Christ has risen…He has risen indeed!!!

Post image for Christ has risen…He has risen indeed!!!

Christ has risen…He has risen indeed!

This declaration and response resounds throughout Christendom on Easter Sunday…a day I look forward to each year.  While the Christmas season holds special meaning for Christians worldwide, Jesus did not ask us to remember His birth.  But He did ask us to remember His death, burial and resurrection, which we do in Communion throughout the year but mostly in the celebration of Easter.

One Christian practice (usually honored in liturgical churches such as Presbyterian and Lutheran as well as Episcopal and Catholic) that I have grown fond of is the observation of the “Triduum,” or “Three Days,” a period that begins on Maundy Thursday evening (typically with Communion) and ends on Easter Sunday.  While the Triduum is admittedly a “manmade” tradition, it is one that has served me well over the years, posing as a “comma in time” to help me pause and reflect in a very intentional manner on Christ’s sacrifice for me.

Maundy Thursday.  Christians celebrate Communion often throughout the year in remembrance of Jesus (“Do this in remembrance of Me,” Jesus said, Luke 22:19.)  While it is always a special time, to celebrate Communion on Maundy Thursday evening is unique in that it is a time set apart to specifically remember the Passover “Last Supper” Jesus had with his disciples.  A time to recall His final declaration of His pending betrayal and death, given just hours before his arrest.  A time to remember that “He loved [the disciples] to the end” (John 13:1) as He washed their feet, rather than focusing on His own immediate needs.  A time to recall that He was in fact the Passover Lamb of God “who takes away the sin of the world” (John 1:29), as John the Baptist had stated three years before.

Good Friday.  As a young person unconnected to the Church, I did not understand why a day when someone died would be called “good.”  But as a Christ follower I understand the redemption purpose Jesus fulfilled by submitting Himself to death (and what a brutal death it was!).  Now, along with fellow Christians around the world, I humbly and gratefully appreciate that Jesus did in fact die on that cross.  Indeed, for me and my salvation, THAT Friday was very “good” and today I honor it in remembrance.

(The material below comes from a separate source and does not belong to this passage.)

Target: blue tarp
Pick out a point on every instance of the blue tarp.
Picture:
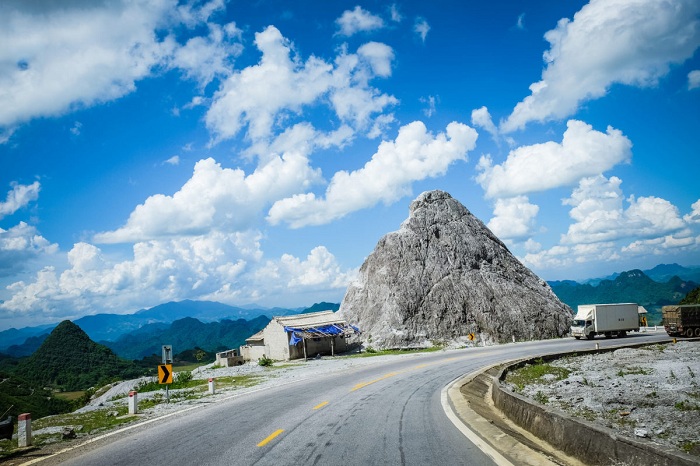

Holy Saturday.  While part of the Triduum, Holy Saturday is a day in the background of the Easter story.  Reading the Gospel accounts of Jesus’ death and burial on Friday and resurrection sometime early Easter (Sunday) morn, it is easy to forget that for a full day – Saturday – Jesus’ body lay in the tomb.  He was not “in a coma” or “asleep” as some resurrection debunkers claim…His body was dead and buried.  According to the Apostles’ Creed, Saturday was not silent for Jesus…based on Acts 2:31, Ephesians 4:8-10 and 1 Peter chapters 3 and 4, the Creed professes that Christ spent that day in “Hades” (hell), declaring the Good News to the prisoners there.

Easter Sunday.  My favorite Easter story was told on Easter morning by a previous pastor who had a friend who was a Catholic priest.  During a children’s sermon one Easter, a little girl could not contain herself and interrupted the priest’s story time by waving her hand wildly in the air.  Impossible to ignore, the priest called on her.

“I know what Jesus’ first words were when He came out of the tomb,” the little girl said.

Surprised, the priest replied, “You do?  What did He say?”

The little girl, who had been seated on a pew in front of the priest, suddenly jumped up and thrust her hands into the air, calling out, “TA-DA!!!”

This Easter, may you cry out with all the enthusiasm of a child: “Christ has risen!” And may the response fill your ears: “He has risen indeed!”